For the better-sqlite connection we never close it (so SQLite should think there is still a connection open). Do we need to connect it using an option for journal_mode=WAL? We don't do that anywhere else, it is set in the database itself with an initialization batch.

Is there any possibility that the better-sqlite connection is closing somehow? We do that explicitly, but only when our application shuts down.

Prinzhorn commented 2 years ago

The documentation says that when using WAL mode and all connections are closed, the WAL file will be cleaned up.

But there are still connections open from better-sqlite3?

it is set in the database itself with an initialization batch.

What does that mean? The database doesn't do anything on its own.

Do we need to connect it using an option for journal_mode=WAL?

A PRAGMA. Give it a try, I assume that this is the culprit. better-sqlite3 is not connecting using WAL and SQLite will say the db is corrupt when you close all the WAL connections (which potentially is a SQLite bug, idk)

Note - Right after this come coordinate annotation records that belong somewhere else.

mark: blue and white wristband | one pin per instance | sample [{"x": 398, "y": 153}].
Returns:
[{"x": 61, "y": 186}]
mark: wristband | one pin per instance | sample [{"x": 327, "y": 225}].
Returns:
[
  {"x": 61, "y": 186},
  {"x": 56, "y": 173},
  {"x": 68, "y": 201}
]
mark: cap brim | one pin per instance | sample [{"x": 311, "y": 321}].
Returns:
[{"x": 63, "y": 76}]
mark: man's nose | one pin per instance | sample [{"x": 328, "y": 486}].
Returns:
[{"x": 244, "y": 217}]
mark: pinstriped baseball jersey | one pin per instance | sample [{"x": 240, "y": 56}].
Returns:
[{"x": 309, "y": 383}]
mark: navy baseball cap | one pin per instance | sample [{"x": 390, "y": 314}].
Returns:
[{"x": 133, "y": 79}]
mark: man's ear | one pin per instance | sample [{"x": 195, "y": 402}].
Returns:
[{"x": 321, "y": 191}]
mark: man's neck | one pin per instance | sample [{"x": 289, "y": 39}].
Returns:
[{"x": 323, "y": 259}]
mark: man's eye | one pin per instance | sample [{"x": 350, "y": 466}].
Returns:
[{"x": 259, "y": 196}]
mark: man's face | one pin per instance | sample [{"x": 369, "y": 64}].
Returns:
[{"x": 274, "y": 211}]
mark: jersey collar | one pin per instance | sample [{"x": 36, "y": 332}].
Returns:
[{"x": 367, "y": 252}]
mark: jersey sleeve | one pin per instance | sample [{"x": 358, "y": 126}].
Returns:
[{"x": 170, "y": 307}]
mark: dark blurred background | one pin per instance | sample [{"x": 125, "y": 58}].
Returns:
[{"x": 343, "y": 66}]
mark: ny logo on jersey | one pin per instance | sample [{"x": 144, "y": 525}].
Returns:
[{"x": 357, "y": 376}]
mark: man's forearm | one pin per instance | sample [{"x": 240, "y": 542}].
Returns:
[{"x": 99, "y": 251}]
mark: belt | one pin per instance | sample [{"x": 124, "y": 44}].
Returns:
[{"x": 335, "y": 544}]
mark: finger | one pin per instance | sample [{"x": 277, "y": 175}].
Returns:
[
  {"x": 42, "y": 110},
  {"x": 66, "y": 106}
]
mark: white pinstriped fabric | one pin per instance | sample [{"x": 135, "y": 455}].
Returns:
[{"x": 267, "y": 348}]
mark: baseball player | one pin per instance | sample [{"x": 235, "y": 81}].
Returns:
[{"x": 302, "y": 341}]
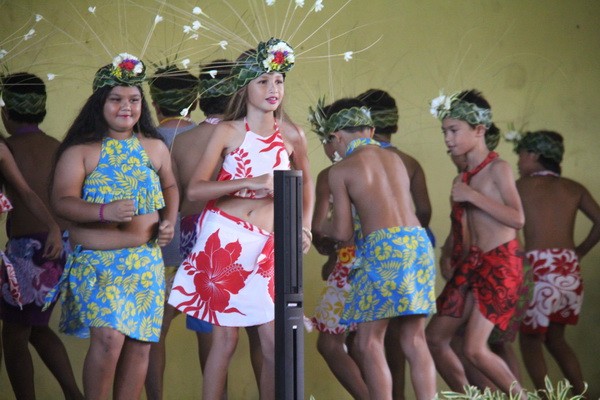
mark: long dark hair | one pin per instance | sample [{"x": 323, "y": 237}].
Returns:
[{"x": 90, "y": 126}]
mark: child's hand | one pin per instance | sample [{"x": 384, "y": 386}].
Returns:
[
  {"x": 461, "y": 192},
  {"x": 54, "y": 245},
  {"x": 119, "y": 211},
  {"x": 165, "y": 233}
]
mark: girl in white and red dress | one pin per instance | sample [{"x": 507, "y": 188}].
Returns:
[{"x": 228, "y": 278}]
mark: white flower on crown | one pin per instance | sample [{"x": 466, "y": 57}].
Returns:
[
  {"x": 29, "y": 34},
  {"x": 318, "y": 5},
  {"x": 137, "y": 69},
  {"x": 440, "y": 103}
]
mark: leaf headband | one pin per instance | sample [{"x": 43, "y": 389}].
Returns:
[
  {"x": 346, "y": 118},
  {"x": 539, "y": 143},
  {"x": 125, "y": 70},
  {"x": 453, "y": 107},
  {"x": 273, "y": 56}
]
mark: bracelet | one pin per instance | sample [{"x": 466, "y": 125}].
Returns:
[
  {"x": 308, "y": 232},
  {"x": 101, "y": 212}
]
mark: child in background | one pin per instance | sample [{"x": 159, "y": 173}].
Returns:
[{"x": 551, "y": 204}]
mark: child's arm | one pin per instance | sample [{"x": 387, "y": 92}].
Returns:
[
  {"x": 13, "y": 176},
  {"x": 510, "y": 211},
  {"x": 323, "y": 245},
  {"x": 168, "y": 214},
  {"x": 591, "y": 209},
  {"x": 300, "y": 162},
  {"x": 339, "y": 226}
]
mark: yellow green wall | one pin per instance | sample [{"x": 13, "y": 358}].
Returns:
[{"x": 536, "y": 61}]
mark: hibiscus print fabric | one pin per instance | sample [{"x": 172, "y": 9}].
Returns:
[
  {"x": 228, "y": 278},
  {"x": 558, "y": 290}
]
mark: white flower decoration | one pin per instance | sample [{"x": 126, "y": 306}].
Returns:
[
  {"x": 513, "y": 136},
  {"x": 440, "y": 103},
  {"x": 29, "y": 34},
  {"x": 318, "y": 5}
]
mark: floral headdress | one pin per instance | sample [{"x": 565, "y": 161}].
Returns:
[
  {"x": 275, "y": 55},
  {"x": 346, "y": 118},
  {"x": 22, "y": 103},
  {"x": 173, "y": 99},
  {"x": 125, "y": 70},
  {"x": 539, "y": 142},
  {"x": 454, "y": 107}
]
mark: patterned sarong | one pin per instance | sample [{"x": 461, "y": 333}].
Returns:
[
  {"x": 123, "y": 289},
  {"x": 228, "y": 278},
  {"x": 329, "y": 311},
  {"x": 558, "y": 290},
  {"x": 393, "y": 276},
  {"x": 495, "y": 277}
]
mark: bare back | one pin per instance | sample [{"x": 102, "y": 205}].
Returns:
[
  {"x": 550, "y": 205},
  {"x": 496, "y": 183},
  {"x": 187, "y": 149},
  {"x": 34, "y": 154},
  {"x": 372, "y": 174}
]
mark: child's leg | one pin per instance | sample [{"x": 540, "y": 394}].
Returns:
[
  {"x": 53, "y": 353},
  {"x": 266, "y": 333},
  {"x": 477, "y": 332},
  {"x": 371, "y": 358},
  {"x": 156, "y": 364},
  {"x": 131, "y": 369},
  {"x": 255, "y": 352},
  {"x": 414, "y": 346},
  {"x": 345, "y": 369},
  {"x": 19, "y": 364},
  {"x": 101, "y": 362},
  {"x": 224, "y": 342},
  {"x": 532, "y": 351},
  {"x": 564, "y": 356},
  {"x": 439, "y": 332},
  {"x": 395, "y": 358}
]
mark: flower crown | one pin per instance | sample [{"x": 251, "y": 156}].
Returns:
[
  {"x": 273, "y": 56},
  {"x": 125, "y": 70},
  {"x": 346, "y": 118},
  {"x": 454, "y": 107}
]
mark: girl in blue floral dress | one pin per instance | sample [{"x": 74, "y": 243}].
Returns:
[{"x": 113, "y": 181}]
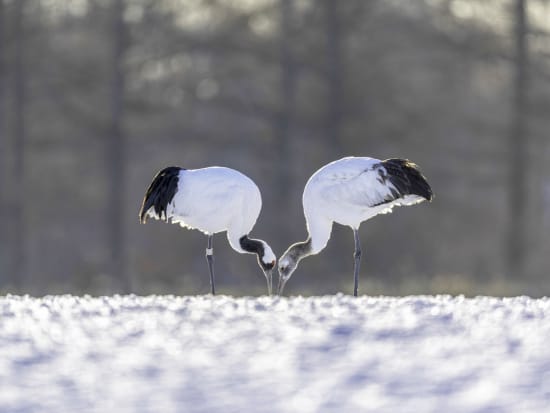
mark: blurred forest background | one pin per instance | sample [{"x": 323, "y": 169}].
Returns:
[{"x": 97, "y": 95}]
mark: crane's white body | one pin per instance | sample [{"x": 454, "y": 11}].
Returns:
[
  {"x": 347, "y": 191},
  {"x": 216, "y": 199}
]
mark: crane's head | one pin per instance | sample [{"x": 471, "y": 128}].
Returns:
[
  {"x": 267, "y": 260},
  {"x": 289, "y": 261},
  {"x": 287, "y": 265}
]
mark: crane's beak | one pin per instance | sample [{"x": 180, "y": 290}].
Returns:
[
  {"x": 281, "y": 285},
  {"x": 269, "y": 277}
]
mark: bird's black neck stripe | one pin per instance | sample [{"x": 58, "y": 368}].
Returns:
[
  {"x": 255, "y": 246},
  {"x": 301, "y": 249}
]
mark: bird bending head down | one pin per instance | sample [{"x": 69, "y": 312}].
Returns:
[
  {"x": 289, "y": 261},
  {"x": 350, "y": 191}
]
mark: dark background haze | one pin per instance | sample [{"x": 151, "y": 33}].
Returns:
[{"x": 97, "y": 95}]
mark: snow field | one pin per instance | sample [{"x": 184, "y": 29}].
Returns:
[{"x": 315, "y": 354}]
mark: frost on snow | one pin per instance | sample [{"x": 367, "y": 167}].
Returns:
[{"x": 318, "y": 354}]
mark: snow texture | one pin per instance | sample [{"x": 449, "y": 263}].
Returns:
[{"x": 317, "y": 354}]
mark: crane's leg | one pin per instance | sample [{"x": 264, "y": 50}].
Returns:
[
  {"x": 357, "y": 256},
  {"x": 210, "y": 260}
]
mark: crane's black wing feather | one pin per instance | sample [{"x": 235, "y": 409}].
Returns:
[
  {"x": 405, "y": 177},
  {"x": 160, "y": 193}
]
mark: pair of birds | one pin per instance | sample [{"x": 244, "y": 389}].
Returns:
[{"x": 347, "y": 191}]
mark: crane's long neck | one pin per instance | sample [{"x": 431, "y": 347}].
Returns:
[
  {"x": 319, "y": 229},
  {"x": 265, "y": 254}
]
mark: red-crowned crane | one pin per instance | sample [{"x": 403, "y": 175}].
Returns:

cisaacson commented 2 years ago

A PRAGMA. Give it a try, I assume that this is the culprit. better-sqlite3 is not connecting using WAL and SQLite will say the db is corrupt when you close all the WAL connections (which potentially is a SQLite bug, idk)

That makes the most sense, we will try and let you know.

cisaacson commented 2 years ago

@Prinzhorn The connection pool closing the connections was indeed the issue. We disabled that and now the WAL file stays in place. It is odd that SQLite is not recognizing the better-sqlite connection (which should preserve the WAL file), so you are right, it may be an issue on their side.

We did try the PRAGMA too for journal_mode, that made it so we did not see that error again, but queries just failed to work (no error message we could see).

This is fine now with the connection pool timeouts removed. We are also going to take your advice and remove the pool, that is unnecessary and things will be simpler without it.

Thanks again for the help, we can close this now.